Le sénateur républicain John McCain, lors du vote sur des mesures limitant l’accès aux armes automatiques aux Etats-Unis, le 20 juin. | ALEX WONG / AFP

Après la tuerie d’Orlando, en Floride, les députés américains ont d’ores et déjà voté contre quatre amendements renforçant les contrôles sur les ventes des armes à feu. Mais pour les élus républicains, le problème est ailleurs. Un groupe de sénateurs du parti conservateur a déposé un amendement au projet de loi sur le commerce pour renforcer les pouvoirs du FBI en matière de surveillance du Web.

Bien avant la tuerie d’Orlando qui a fait 49 morts dans une boîte de nuit gay, le Pulse, la police fédérale américaine réclamait une extension des pouvoirs qui leur sont conférés par les national security letters (« lettres de sécurité nationale », NSL). Ces documents, qui peuvent être émis sans mandat d’un juge, permettent au FBI de demander à une entreprise privée de lui fournir des informations en sa possession – et la personne dont les données sont ainsi collectées n’est pas prévenue. Pendant des années, le FBI s’est servi de cet outil pour réclamer aux opérateurs de télécommunication des factures téléphoniques détaillées, puis des informations sur l’activité Web de suspects : les sites visités, les destinataires des e-mails envoyés…

Utilisation exponentielle des NSL

Mais la jurisprudence a tourné en défaveur du FBI. En 2008, le ministère de la justice américain a diffusé un mémorandum expliquant que les NSL ne pouvaient être utilisées que pour réclamer des factures détaillées de téléphonie, et non pour demander des données Internet. Depuis, le directeur du FBI, James Comey, tempête régulièrement contre ces restrictions qu’il attribue à une « faute de frappe » dans le texte de loi qui définit les usages de ces NSL. Il a tenté à plusieurs reprises de faire modifier la loi pour que ses services puissent de nouveau utiliser ces lettres pour accéder sans mandat aux historiques de navigation Web et aux métadonnées des e-mails.

Les défenseurs des libertés civiles dénoncent depuis des années l’utilisation des NSL, introduites dans les années 1970, et dont l’usage a cru exponentiellement après le 11-Septembre. L’absence de contrôle judiciaire sur ces demandes a conduit à de très nombreux abus, estiment les associations et les élus progressistes, notamment parce que les personnes visées ne savent pas qu’elles font l’objet d’une surveillance, et sont donc dans l’impossibilité de se défendre.

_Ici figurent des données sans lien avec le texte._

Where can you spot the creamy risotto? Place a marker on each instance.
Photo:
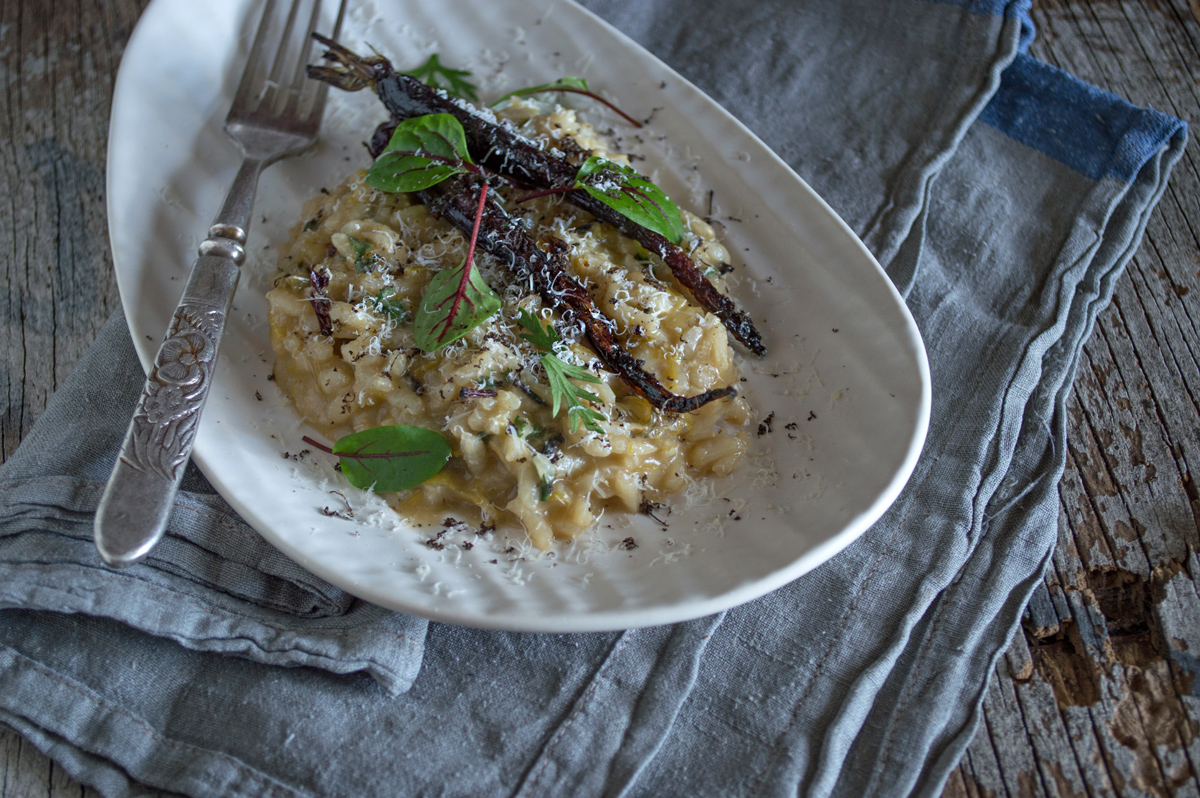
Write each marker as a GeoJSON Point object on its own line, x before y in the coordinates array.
{"type": "Point", "coordinates": [514, 462]}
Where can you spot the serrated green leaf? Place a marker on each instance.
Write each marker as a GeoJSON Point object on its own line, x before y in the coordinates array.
{"type": "Point", "coordinates": [415, 455]}
{"type": "Point", "coordinates": [435, 75]}
{"type": "Point", "coordinates": [567, 82]}
{"type": "Point", "coordinates": [423, 151]}
{"type": "Point", "coordinates": [631, 196]}
{"type": "Point", "coordinates": [451, 307]}
{"type": "Point", "coordinates": [559, 375]}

Nombreuses zones d’ombres dans l’enquête

L’amendement renforçant leurs pouvoirs a été déposé par l’ancien candidat à la présidentielle, le sénateur républicain John McCain, qui estimait « qu’après le tragique massacre d’Orlando, il est important que les forces de l’ordre aient tous les outils dont elles ont besoin pour mener leurs enquêtes de contre-terrorisme ». Deux jours après le massacre, le président Barack Obama et le FBI avaient expliqué privilégier la piste d’un « loup solitaire » qui se serait « radicalisé sur Internet ». Une version en grande partie démentie par l’enquête, selon la presse américaine. Omar Mateen, l’auteur de la fusillade abattu par la police lors d’une prise d’otage dans la boîte de nuit, avait été interrogé à deux reprises par le FBI après avoir tenu des propos extrémistes ces dernières années.

Surtout, de nouveaux témoignages rendus publics cette semaine montrent que M. Mateen, qui avait revendiqué l’attaque au nom de l’organisation Etat islamique dans un appel à police-secours durant l’attaque, a pu agir pour des motifs beaucoup plus personnels. Le témoignage de l’ex-compagnon du tueur, diffusé par la télévision américaine mardi, apporte un nouvel éclairage. M. Mateen aurait été lui-même homosexuel, et nourrissait une haine profonde envers la communauté homosexuelle latino-américaine, dont le Pulse est le principal lieu de rendez-vous à Orlando.

Après l’échec du texte à une voix près, les sénateurs républicains ont d’ores et déjà annoncé qu’ils comptaient déposer un deuxième amendement similaire dès que possible.